Banyak orang mengartikan paradoks sebagai sesuatu yang kontradiktif, membingungkan, atau tidak konsisten—yang biasanya memiliki konotasi negatif.
Bagi saya, paradoks adalah manifestasi dari sikap hidup yang berlandaskan nilai-nilai spiritual. Menurut etimologi bahasa Yunani kuno, paradoks berasal dari dua kata:
– *Dokein*, yang berarti berpikir
– *Para*, yang berarti melampaui—seperti dalam istilah paralympic, yang berarti melebihi batasan fisik
Saya menyebutnya Beautiful Paradox (paradoks yang indah) untuk membedakannya dari makna paradoks secara umum. Menurut saya:
Kita berada di berbagai lapisan kehidupan sekaligus—fisik, emosional/mental, dan spiritual. Selain lapisan spiritual, hukum alam menentukan adanya dualitas dan polaritas, seperti Yin dan Yang, atau hitam dan putih. Dalam diri kita sendiri, kita sering melihat kecenderungan polarisasi, seperti introvert atau extrovert, atau kecenderungan mengambil, meminta, atau memberi.

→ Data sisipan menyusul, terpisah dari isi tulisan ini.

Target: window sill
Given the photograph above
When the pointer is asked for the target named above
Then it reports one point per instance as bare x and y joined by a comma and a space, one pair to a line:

Namun, jika kita pindah ke lapisan spiritual, kita bisa belajar melampaui semua itu. Melampaui pikiran kita sendiri dan pemikiran orang lain tentang bagaimana sesuatu harus terjadi. Itulah yang saya maksud dengan paradoks.
Misalnya, dalam pertandingan anak-anak, orang tua mungkin berdoa agar anak mereka menang, secara tidak langsung berharap agar anak lain kalah. Begitu juga di dunia korporat, jika kita melihat pesaing mendapatkan proyek, kita mungkin merasa iri karena berpikir bahwa jika orang lain mendapatkan sesuatu, porsi kita akan berkurang.
Namun, dalam lapisan spiritual, yang berlaku adalah hukum keberlimpahan yang tak terbatas. Kemenangan orang lain adalah kemenangan bagi kita, karena kita semua saling terhubung. Jika orang lain mendapatkan sepotong kue proyek, itu tidak berarti sisa kue untuk kita berkurang. Secara ekstrem, jika saya memimpin tim proyek dan berambisi mencapai prestasi, saat kesadaran saya mengambil kendali, saya mulai mengadopsi sikap bahwa saya hanya perlu melakukan yang terbaik tanpa mengharapkan imbalan. Outcome adalah urusan semesta, sehingga saya hanya perlu menyerah pada tatanan sistem semesta dan cerita Ilahi.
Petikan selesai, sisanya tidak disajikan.